Estas triplicidades são divididas de acordo com os 4 elementos utilizados nos sistemas mágicos ocidentais: fogo, ar, terra e água. Cada uma das triplicidades se relaciona com um aspecto universal, de acordo com as energias de cada elemento e os planos com as quais se relacionam em nossa mente. A triplicidade do fogo é conhecida como “triplicidade do espírito”, a da terra como “triplicidade da matéria”, a do ar como “triplicidade do relacionamento” e a da água como “triplicidade da alma”.
A esta última triplicidade pertencem os signos de Escorpião, Câncer e Peixes. Para compreendermos a natureza comum destes signos é necessário compreender o elemento associado a eles (a água, que é o que nos interessa aqui, representa o “corpo emocional”). Para não consumirmos muito tempo nesta análise, tomemos ciência de que o signo de peixes é do elemento Água, de qualidade ou natureza Mutável, de gênero Feminino (Yin) e pertence a Terceira Dimensão.
Para compreendermos melhor o mito, e, para que possamos efetuar uma melhor relação do mesmo com o conhecimento astrológico devemos nos lembrar da característica mais marcante dos mares: sua ligação com os céus, no que chamamos de “horizonte”.
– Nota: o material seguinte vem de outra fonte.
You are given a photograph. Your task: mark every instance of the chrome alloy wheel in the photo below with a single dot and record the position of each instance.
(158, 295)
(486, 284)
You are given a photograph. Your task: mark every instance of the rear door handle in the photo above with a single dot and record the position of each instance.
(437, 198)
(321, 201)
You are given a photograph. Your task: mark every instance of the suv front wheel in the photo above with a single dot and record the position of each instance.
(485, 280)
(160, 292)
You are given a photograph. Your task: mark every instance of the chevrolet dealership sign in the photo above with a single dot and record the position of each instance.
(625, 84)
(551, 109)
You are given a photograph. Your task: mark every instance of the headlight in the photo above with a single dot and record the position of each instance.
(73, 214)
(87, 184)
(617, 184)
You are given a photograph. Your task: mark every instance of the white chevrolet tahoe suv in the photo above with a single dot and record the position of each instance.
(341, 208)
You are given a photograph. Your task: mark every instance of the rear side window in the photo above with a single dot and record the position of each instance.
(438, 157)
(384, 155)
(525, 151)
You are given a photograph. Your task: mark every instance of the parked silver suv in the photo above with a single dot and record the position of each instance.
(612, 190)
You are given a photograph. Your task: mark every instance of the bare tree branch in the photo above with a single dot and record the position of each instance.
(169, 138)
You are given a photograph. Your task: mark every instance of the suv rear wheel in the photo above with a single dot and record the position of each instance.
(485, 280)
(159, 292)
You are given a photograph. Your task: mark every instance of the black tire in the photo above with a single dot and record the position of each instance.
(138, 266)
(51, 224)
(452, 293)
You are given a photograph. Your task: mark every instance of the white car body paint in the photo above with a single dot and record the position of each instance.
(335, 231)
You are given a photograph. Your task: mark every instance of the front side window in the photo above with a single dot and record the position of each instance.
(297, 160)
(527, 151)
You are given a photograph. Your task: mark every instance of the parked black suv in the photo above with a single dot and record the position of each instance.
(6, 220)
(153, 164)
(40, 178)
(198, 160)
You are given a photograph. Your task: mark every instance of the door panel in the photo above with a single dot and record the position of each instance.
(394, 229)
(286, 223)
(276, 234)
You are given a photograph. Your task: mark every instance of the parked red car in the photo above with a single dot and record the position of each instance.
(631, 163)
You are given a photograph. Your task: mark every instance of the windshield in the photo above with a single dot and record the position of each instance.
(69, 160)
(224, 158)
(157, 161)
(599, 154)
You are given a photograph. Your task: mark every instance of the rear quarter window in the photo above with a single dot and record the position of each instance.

Para uma análise superficial, o horizonte pode ser tomado como a linha onde o céu (svperivs) toca o mar (inferivs). Sendo meio peixe, meio humanas, a parte animal das mesmas se oculta nas águas do mar. Este aspecto é extremamente interessante quando analisamos o que as águas representam. Para isso, vamos observar brevemente o regente do signo de Peixes: Netuno. Mas vamos por partes.
As águas são a representação arquetípica de nossos sentimentos e emoções. Sempre em movimento e de uma ciclicidade notória, nossos sentimentos formam o “mar emocional” onde nosso lado primitivo (a nossa cauda vestigial, ou o “rabo de peixe” da sereia) permanece oculto. Estas “águas mentais” são exatamente o que o signo de Peixes representa em uma análise superficial.
O planeta Netuno, que rege o signo de Peixes, pode ser comparado (mas não completamente descrito) pelo deus greco/romano associado. Poseidon/Netuno, rei dos mares, é o poderoso deus dos terremotos e das profundezas marinhas. O planeta regente aprofunda os aspectos do signo e representam o ápice de seu significado.
Desta forma, as profundezas dos mares em que habitam as sereias (e para os quais são levados os homens) são os mares de Netuno. Mares emocionais de tamanha profundidade, que raramente somos capazes de alcançar. Estes mares neptunianos estão associados aos mais profundos sentimentos e necessidades, bem como às mais primitivas emoções humanas.
O canto destes seres, é descrito como oriundo das profundezas dos oceanos e fatalmente atraente para os navegantes que se aventuram em alto mar (de certa forma, o fato de o canto afetar apenas homens tem relação com a polaridade do signo de Peixes, mas isto é assunto para outros artigos). Aqui, podemos apelar para o “culto aos mortos” que se apresenta na versão grega. Em uma referência muito rápida, podemos relacionar o local de onde vem o canto e o que ele resulta com as câmaras mortuárias utilizadas para a iniciação.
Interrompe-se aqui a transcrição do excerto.